Even as her problems pile up like dirty clothes, Evelyn doesn't want her own dirty laundry to be aired out in the open. She lies to her father about their failing laundromat business and Joy's relationship – and she lies to herself about what her marriage has become.
But what I loved about Everything Everywhere All at Once is that it doesn't make Evelyn's problems go away in an uplifting plot twist. It's not an 'all's well that ends well' movie. It is a story of acceptance – of how things are, of how nothing matters.
And it took some mind-bending travel through the multiverse for Evelyn to realise that she's enough, that her life is enough, and that she doesn't really have to be special.
Michelle Yeoh, in a recent interview with W Magazine, said her mother wasn't too pleased with Everything Everywhere All at Once – and no, it had nothing to do with the flying dildos and butt plugs!
The actor's mom thought she looked too old, frumpy, and exhausted in the film. Yeoh, who recently won the Golden Globe for Best Actress, said, "I was really worried about her seeing the sex toys that were flying around in the movie, but I guess she never noticed those. Instead, she said, 'Why do you look so old? You should look like the film where you had the ball gown on!'"
As Yeoh puts it, Evelyn looks like any other "Asian immigrant who you would pass by in Chinatown and probably not notice."
And her exhaustion is all too familiar.
My mother often says she finds herself navigating through life with at least 30 tabs open in her head at any given time – focused and distracted at the same time. She says my grandmother has had it worse. Multitasking moms is a concept so glorified that it's disturbingly normal.
So, when Alpha Waymond (Waymond from an alternate universe) told Evelyn that only she can save the multiverse, and she responded, "Busy today, come back another time," I could totally imagine my mother – or any other woman – saying it.
But Daniel Kwan and Daniel Scheinert are careful not to romanticise a 'woman who does it all'. And that's precisely why my favourite scene in the movie is Jobu Tupaki (an all-powerful Joy from an alternate universe) telling Evelyn to "just be a rock" in one of the universes, where life hasn't fully formed yet.
The idea of two women sitting still, with no tabs open in their heads, is just so disruptive.
'Immigrant paradox' has been a buzzword in academic circles for a while now. It basically refers to how immigrant children, despite the odds that they face in a different country, fare better in various indicators than the kids who were born in that country.
Joy, however, is an anomaly in the immigrant paradox – at least in her mother's eyes. She's depressed, gets tattoos, doesn't speak Mandarin well, and most importantly, she's a lesbian.

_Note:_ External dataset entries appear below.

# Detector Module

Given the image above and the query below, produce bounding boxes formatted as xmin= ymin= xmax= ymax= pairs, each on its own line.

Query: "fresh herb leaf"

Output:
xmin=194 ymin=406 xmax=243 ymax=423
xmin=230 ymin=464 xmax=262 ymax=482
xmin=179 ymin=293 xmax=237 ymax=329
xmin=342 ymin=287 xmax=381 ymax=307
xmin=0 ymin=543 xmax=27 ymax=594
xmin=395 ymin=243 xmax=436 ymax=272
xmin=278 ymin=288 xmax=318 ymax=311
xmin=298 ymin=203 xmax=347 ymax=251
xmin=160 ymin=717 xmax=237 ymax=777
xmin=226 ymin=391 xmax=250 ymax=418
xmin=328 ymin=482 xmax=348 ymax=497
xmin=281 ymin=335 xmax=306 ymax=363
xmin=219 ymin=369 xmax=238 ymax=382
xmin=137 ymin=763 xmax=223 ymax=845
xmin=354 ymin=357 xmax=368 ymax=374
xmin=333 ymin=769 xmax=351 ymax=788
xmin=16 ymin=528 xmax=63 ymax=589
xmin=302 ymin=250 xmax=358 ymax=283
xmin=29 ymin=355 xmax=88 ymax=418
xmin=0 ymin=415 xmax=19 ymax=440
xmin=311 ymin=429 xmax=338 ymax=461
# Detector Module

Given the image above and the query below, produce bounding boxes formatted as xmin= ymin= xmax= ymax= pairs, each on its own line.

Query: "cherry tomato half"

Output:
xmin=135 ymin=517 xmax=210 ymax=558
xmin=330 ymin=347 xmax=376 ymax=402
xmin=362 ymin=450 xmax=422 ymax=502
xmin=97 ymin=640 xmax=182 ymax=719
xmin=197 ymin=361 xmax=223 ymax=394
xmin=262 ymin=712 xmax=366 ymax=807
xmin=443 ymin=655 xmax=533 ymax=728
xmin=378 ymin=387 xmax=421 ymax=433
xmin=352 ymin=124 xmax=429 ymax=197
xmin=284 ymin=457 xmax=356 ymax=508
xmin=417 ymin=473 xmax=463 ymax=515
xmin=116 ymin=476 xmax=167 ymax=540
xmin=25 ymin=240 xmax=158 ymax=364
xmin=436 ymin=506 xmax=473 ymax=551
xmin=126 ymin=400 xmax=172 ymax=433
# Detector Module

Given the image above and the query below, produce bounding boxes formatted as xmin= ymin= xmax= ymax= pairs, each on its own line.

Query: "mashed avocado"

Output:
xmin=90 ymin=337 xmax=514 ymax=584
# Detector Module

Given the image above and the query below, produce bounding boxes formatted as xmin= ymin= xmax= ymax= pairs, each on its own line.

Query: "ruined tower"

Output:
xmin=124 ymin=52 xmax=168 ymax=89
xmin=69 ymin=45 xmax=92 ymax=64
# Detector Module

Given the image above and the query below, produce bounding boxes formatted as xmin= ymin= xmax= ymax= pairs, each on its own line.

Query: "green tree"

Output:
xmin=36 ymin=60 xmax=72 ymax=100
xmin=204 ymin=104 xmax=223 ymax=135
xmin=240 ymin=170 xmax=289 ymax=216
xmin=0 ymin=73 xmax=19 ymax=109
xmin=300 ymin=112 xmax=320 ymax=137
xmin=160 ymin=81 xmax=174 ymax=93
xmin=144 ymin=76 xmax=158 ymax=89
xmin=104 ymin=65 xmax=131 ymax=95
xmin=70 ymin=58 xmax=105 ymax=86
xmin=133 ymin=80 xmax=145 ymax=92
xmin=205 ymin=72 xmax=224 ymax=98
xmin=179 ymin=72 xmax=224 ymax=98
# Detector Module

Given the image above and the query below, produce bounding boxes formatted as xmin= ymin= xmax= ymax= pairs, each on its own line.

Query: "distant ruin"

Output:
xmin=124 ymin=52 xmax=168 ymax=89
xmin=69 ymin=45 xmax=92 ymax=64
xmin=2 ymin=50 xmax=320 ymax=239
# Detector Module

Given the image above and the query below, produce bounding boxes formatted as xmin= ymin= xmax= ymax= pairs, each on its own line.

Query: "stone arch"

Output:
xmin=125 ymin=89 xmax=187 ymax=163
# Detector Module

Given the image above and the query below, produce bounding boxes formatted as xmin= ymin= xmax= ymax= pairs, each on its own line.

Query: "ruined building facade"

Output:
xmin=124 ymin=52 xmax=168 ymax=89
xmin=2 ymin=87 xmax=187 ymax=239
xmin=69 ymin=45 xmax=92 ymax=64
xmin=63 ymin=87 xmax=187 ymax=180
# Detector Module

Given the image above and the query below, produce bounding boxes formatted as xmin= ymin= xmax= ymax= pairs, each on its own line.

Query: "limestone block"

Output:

Everything Everywhere All at Once is as much Joy's struggle for acceptance as a daughter of immigrant parents as it is Evelyn's quest for a better life. Joy's inner crisis is reflected in Jobu Tupaki, her 'villainous' alpha version, who wants to purge everything in a bagel – because she feels her life really has no meaning.
This identity crisis is omnipresent in immigrant households – children seeking acceptance, parents worried about their children forgetting their roots, and their parents worried about fully losing their future to a novel culture.
Everything Everywhere All at Once captures these anxieties beautifully. It moves at 100 km/hour but it also manages to teach you a few lessons and make you shed a few tears on the way.
(This piece was originally published on 18 January 2023. It has been republished from The Quint's archives after Everything Everywhere All at Once won seven Oscars, including Best Picture, Best Director, and Best Actress, at the 95th Academy Awards.)